Things you may not know about the Congress of Racial Equality
CORE was founded by a group of students on the Campus of the University of Chicago.
Many of the founders of CORE where followers of the Ghandian principles of non-violent civil disobedience and belonged to an organization called F.O.R. (Fellowship of Reconciliation).
CORE was first known as the Committee on Racial Equality.
Bayard Rustin was one of the original leaders of CORE.
CORE moved its main offices and headquarters to New York City in the late 50’s. The office was located on Park Row directly opposite New York's City Hall.
CORE's 1st National Director, James Farmer, served as Under-Secretary of Labor for President Richard Nixon. He later ran unsuccessfully for Congress as a Republican in Brooklyn, NY against Shirley Chisolm.
James Chaney, Andrew Goodman and Michael Schwerner, the three young civil rights workers who were murdered by the KKK in 1964 in Philadelphia, Mississippi were members of CORE on assignment to the Freedom Summer Voter Registration project. Their murders were the subject of the hit movie ‘Mississippi Burning.’
CORE's 2nd National Director Floyd McKissick left in 1968 to organize a pilot program in Black Economic Development in North Carolina called ‘Soul City.’
For a brief period in 1968, Wilfred Ussery, a relatively unknown activist from California, served as Chairman of CORE.
Before taking over as the National Director of CORE, Roy Innis, founded the Harlem Commonwealth Council (HCC) and served as its first Executive Director. HCC still exists today as a major funding vehicle and source for many successful economic development projects in Harlem and other African American Communities.

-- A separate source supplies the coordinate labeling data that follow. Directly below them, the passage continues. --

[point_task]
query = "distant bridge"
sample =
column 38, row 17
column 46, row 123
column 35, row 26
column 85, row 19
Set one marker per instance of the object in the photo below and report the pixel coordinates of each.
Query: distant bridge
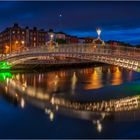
column 126, row 57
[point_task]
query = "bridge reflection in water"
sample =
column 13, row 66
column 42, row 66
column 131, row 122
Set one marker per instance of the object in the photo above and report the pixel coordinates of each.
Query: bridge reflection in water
column 26, row 88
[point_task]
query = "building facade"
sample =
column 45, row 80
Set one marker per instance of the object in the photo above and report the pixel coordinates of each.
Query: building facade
column 16, row 38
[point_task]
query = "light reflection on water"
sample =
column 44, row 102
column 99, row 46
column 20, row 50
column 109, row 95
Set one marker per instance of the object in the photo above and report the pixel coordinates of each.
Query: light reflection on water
column 54, row 91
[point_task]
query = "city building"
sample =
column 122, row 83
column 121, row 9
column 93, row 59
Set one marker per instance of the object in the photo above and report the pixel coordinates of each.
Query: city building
column 89, row 39
column 15, row 38
column 72, row 39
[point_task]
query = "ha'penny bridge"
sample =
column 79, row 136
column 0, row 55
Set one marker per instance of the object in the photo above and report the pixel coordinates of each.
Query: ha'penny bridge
column 126, row 57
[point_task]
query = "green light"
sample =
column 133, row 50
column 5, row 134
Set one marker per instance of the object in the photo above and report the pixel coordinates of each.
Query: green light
column 5, row 75
column 4, row 65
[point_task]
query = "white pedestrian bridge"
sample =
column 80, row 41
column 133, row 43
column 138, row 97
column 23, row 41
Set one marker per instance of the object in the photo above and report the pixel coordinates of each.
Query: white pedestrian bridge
column 126, row 57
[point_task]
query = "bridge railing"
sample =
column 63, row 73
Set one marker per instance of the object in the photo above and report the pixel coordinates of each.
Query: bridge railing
column 80, row 48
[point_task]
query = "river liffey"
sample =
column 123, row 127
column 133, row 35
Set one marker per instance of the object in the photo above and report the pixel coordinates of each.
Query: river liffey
column 94, row 102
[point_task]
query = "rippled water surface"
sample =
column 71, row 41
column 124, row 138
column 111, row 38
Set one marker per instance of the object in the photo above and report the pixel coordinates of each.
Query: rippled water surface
column 95, row 102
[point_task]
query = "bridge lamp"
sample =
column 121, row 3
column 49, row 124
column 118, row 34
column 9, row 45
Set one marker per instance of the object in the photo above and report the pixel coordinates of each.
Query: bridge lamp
column 98, row 32
column 16, row 42
column 52, row 36
column 22, row 42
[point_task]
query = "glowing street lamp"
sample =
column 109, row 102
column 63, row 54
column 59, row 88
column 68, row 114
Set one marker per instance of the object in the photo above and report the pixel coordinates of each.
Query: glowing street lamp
column 51, row 36
column 22, row 42
column 16, row 42
column 98, row 32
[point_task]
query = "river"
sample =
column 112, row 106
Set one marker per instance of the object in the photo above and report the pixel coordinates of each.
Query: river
column 59, row 103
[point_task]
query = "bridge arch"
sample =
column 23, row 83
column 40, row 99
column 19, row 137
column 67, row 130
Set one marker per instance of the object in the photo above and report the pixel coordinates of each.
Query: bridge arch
column 84, row 53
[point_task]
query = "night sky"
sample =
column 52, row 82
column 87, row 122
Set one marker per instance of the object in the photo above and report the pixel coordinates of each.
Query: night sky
column 118, row 20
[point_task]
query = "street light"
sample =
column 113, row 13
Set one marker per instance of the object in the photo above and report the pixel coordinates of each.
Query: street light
column 22, row 42
column 52, row 36
column 98, row 32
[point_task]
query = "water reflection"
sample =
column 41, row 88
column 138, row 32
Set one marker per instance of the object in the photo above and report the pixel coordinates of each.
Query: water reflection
column 52, row 92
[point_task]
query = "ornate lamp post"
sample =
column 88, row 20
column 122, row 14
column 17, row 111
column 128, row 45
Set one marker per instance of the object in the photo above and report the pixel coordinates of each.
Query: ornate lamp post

CORE was the first civil rights organization in this country to have been awarded a special non-governmental consultative status (NGO) at the United Nations. CORE is currently assigned to two of the United Nations' most prestigious departments: (1) the United Nations Department of Public Information (UNDPI), and (2) United Nations Economic and Social Council (UNESCO).
CORE Chairman, Roy Innis, was the first African American to attend the O.A.U. (Organization of African Unity) conference as a delegate. Prior to that, attendees from places other than Africa had only been granted ‘observer’ status.
In 1968 CORE became the first Black Organization in U.S. History to draft a bill that was introduced into Congress. The Community Self-Determination Bill that was drafted by CORE Chairman Roy Innis, garnered bipartisan sponsorship of one-third of the Senate and over 50 Congressmen.
CORE was one of only 9 organizations nationwide chosen by the Department of Justice to coordinate the implementation of the Immigration Reform and Control Act of 1986 (IRCA-1986).
Following the 9/11 terrorist attacks on America, CORE was one of a hand-full of non- governmental agencies invited to serve in an official capacity at the Disaster Assistance Service Center (DASC) established by FEMA and the NYC to help victims of the World Trade Center collapse.